From my vantage point, success doesn’t mean that today’s networking model goes away. In the Data Center, many disruptive and discontinuous technologies have lived alongside existing technologies, though they have changed things. For example, high-end servers adopted CMOS and Linux, while maintaining all the attributes demanded by Enterprise clients, such as Continuous Availability, Security, Ease-of-Use and Performance.
So will the traditional network switch model, with a distributed control plane across the switches, go away? No, but it will run alongside SDN’s 3+1 planes. That is, our goal is for Open Daylight to provide a common, open source code base that can control the link, data, control and overlay planes, through open APIs.
In my view, Open Daylight accelerates the adoption of SDN, much in the same way as Linux accelerated the adoption of an open source alternative to proprietary OS in the x86 market. The rate of acceleration will be determined by the client value of Open Daylight Applications – the higher the value, the faster the adoption.
So which applications have the most value? To the clients I work with, a Connectivity Service that automates the provisioning of multi-tier systems, including all the linkages between compute tiers & network appliances, is in high demand. A Connectivity Service automates what today takes operational teams days to weeks to make those linkages. That type of response time is not acceptable for spot marketing use cases, where entire multi-tier systems need to be brought on-line rapidly to meet demand spikes.

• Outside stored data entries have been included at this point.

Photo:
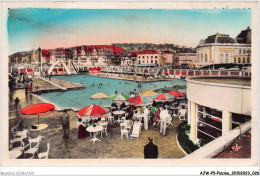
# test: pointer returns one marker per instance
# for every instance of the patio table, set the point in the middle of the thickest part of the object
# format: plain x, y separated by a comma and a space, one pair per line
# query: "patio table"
119, 114
139, 116
13, 154
94, 130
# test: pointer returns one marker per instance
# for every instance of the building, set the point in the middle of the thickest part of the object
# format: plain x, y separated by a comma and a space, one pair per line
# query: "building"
168, 57
97, 55
36, 55
20, 57
189, 59
216, 105
48, 56
147, 57
221, 48
128, 59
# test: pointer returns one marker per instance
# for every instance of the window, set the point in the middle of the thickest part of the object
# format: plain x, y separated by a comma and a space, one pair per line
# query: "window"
226, 58
221, 58
206, 58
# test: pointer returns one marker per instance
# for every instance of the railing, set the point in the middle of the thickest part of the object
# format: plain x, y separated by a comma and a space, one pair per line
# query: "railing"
176, 73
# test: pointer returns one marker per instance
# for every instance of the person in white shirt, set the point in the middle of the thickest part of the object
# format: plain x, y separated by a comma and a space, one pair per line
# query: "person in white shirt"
164, 115
146, 118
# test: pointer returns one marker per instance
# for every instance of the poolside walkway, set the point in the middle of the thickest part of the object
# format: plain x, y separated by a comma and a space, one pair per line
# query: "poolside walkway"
41, 85
128, 77
110, 146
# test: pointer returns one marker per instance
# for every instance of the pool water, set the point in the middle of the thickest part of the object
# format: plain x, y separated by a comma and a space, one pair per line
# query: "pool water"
81, 98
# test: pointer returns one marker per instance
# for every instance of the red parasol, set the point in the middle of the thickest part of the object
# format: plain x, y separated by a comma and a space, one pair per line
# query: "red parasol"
93, 111
39, 109
138, 100
176, 93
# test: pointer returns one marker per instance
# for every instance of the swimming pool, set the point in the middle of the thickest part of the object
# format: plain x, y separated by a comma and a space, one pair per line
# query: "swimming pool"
81, 98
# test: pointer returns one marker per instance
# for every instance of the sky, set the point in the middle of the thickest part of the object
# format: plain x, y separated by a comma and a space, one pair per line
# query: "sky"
30, 28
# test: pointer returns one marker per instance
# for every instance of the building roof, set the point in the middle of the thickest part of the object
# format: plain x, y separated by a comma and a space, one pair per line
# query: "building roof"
100, 48
147, 51
219, 38
63, 51
145, 65
46, 53
225, 80
244, 36
167, 52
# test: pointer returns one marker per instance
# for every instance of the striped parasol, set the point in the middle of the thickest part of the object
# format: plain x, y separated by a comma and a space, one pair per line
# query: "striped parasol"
118, 97
147, 93
139, 100
93, 111
162, 97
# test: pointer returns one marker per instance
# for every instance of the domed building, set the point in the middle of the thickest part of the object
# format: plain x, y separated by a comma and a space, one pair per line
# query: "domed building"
221, 48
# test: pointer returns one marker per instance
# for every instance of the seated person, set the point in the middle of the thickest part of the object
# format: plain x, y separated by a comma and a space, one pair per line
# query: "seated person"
113, 106
82, 133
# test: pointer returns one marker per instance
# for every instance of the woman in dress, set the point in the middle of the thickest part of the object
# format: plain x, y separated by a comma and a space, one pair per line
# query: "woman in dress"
82, 133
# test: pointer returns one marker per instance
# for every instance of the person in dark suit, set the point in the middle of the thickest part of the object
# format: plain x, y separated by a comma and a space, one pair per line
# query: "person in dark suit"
150, 150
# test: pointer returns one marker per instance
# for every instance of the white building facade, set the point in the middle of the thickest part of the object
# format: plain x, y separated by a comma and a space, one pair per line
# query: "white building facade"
221, 49
187, 58
217, 105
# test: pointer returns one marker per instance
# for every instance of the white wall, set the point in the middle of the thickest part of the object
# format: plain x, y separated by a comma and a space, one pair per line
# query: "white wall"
232, 98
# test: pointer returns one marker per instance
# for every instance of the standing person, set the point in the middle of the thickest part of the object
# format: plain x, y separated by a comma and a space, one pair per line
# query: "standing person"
81, 126
146, 118
156, 117
26, 88
65, 124
30, 86
16, 102
150, 150
50, 76
135, 94
164, 115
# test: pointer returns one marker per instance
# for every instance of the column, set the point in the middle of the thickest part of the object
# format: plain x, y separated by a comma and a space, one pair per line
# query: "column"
193, 120
189, 112
226, 122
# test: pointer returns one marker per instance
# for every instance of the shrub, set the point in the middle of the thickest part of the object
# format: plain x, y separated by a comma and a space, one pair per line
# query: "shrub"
184, 140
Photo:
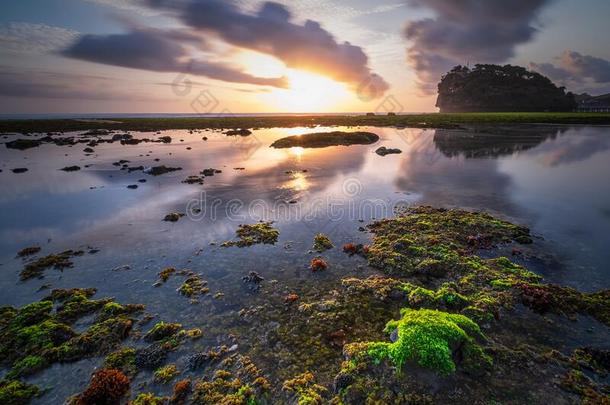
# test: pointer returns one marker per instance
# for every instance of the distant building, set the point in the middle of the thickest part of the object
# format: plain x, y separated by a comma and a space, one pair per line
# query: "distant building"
594, 104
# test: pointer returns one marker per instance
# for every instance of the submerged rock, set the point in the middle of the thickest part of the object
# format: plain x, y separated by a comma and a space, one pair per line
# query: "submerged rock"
239, 132
28, 251
321, 243
159, 170
387, 151
249, 235
23, 144
325, 139
173, 217
71, 168
254, 280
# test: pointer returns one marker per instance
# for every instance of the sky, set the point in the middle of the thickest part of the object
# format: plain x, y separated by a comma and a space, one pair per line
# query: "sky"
250, 56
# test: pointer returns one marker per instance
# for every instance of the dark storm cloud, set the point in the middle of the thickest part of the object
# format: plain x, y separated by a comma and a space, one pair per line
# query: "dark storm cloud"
272, 32
160, 51
462, 31
574, 66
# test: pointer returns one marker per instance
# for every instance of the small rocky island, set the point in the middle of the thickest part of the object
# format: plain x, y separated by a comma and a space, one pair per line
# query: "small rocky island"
494, 88
325, 139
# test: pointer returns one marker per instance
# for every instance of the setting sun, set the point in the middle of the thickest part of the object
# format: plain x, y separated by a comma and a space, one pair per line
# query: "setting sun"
308, 92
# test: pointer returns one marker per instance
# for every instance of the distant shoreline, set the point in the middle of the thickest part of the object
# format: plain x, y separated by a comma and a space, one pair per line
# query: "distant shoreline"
428, 120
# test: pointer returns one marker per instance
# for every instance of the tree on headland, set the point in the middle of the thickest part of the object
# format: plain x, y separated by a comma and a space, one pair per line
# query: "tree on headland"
494, 88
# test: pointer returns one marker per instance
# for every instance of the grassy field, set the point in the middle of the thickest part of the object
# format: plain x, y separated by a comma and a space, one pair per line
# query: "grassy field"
432, 120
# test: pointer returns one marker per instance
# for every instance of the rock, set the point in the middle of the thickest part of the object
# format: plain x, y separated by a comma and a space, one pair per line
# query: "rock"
159, 170
71, 168
23, 144
382, 151
240, 132
210, 172
150, 357
253, 279
326, 139
173, 217
342, 381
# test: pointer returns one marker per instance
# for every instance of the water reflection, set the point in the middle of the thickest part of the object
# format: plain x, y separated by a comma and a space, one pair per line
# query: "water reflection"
551, 178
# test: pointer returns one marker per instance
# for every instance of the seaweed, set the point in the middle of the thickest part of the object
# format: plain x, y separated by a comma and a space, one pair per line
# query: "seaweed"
325, 139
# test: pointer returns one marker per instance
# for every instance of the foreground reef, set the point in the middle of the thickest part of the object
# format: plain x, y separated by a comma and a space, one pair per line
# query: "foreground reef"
443, 310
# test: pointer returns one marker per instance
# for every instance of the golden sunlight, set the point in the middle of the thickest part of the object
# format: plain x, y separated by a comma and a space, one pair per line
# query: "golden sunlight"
308, 92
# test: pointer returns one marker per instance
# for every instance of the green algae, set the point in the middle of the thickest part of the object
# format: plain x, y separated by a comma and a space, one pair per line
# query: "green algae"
148, 398
426, 238
40, 334
565, 300
305, 389
429, 338
193, 286
13, 392
321, 243
253, 234
325, 139
237, 381
162, 331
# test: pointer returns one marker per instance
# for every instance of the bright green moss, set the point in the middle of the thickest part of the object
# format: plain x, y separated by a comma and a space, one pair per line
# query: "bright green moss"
306, 390
445, 297
429, 338
113, 308
33, 313
321, 243
148, 399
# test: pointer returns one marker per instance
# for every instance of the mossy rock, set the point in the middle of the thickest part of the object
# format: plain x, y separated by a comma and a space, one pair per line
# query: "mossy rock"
14, 392
431, 339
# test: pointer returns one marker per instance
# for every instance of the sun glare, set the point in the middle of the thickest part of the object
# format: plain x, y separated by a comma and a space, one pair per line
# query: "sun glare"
309, 92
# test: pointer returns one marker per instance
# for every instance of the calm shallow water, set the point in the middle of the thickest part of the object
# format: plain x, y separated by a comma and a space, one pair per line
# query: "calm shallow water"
550, 178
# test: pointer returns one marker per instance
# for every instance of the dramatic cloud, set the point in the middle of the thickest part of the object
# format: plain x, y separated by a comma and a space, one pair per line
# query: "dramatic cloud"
575, 67
271, 31
476, 31
161, 51
34, 38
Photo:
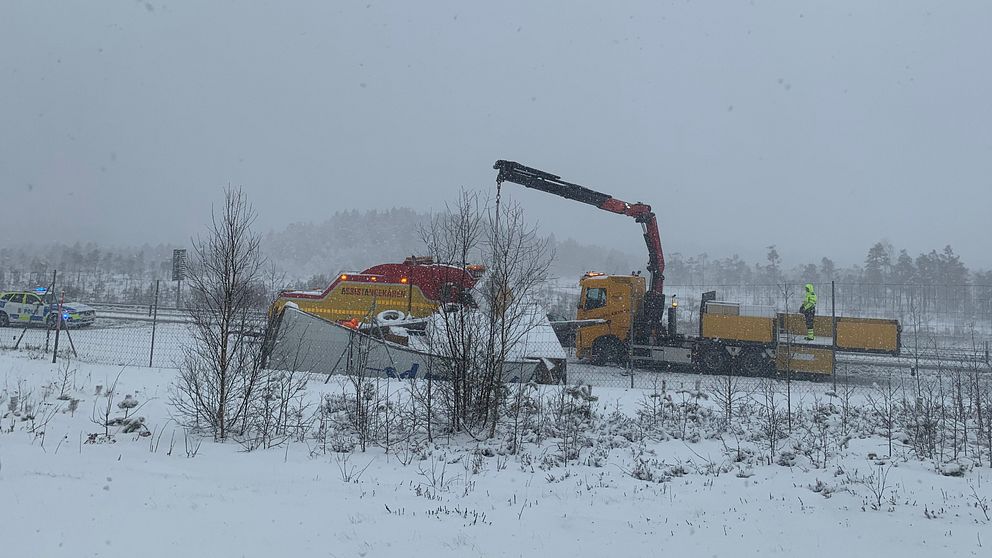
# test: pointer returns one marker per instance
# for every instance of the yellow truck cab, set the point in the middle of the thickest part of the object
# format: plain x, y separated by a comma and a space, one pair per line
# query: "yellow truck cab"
609, 303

As an example of the Connectivity Service’s value, consider a spot marketing use case where a Superbowl ad garners significant interest, resulting in social media spikes and analytic engines detecting the spike. These analytic servers trigger a workload orchestration engine to provision many web VMs and associated security appliances, which provide additional post-game video commercials and follow-up target marketing, such as discount coupons through social media. The workload orchestration engine also provisions multi-tier transaction systems to prepare for demand spikes, which as they occur, would also pass demand to the business’ supply chain. All of this needs to happen in minutes to hours, not days.
Another example is increasing the intelligence of the workload placement engine. Today, servers and storage provide an API ecosystem for real-time feedback, such as CPU utilization, IO utilization and disk access patterns to the placement engine, which is used to determine where a workload is placed. Unfortunately, without network feedback a new workload may be placed on servers that connect through a switch that is already running elephant flows, which when combined with the new workload congest the network. Providing an API ecosystem to the network allows the placement engine to take existing and projected network load into account before a workload is provisioned on servers.
From my vantage point, the main value of SDN will be the ability for orchestration and management applications to leverage network programmability, which as stated above has existed for years on servers and storage. Just like servers and storage used this capability to better meet client and application Service Level Agreements, the main value for SDN will be in doing the same for the network, which will require both the overlay and underlay to be controlled through APIs by the Open Daylight controller.
In summary, Open Daylight provides a controller base that enables the types of applications described above, which provide a reduction in network operational expenses and, more importantly, faster response time to changes in business needs. The savings in operational expenses can be used to go after additional business opportunities.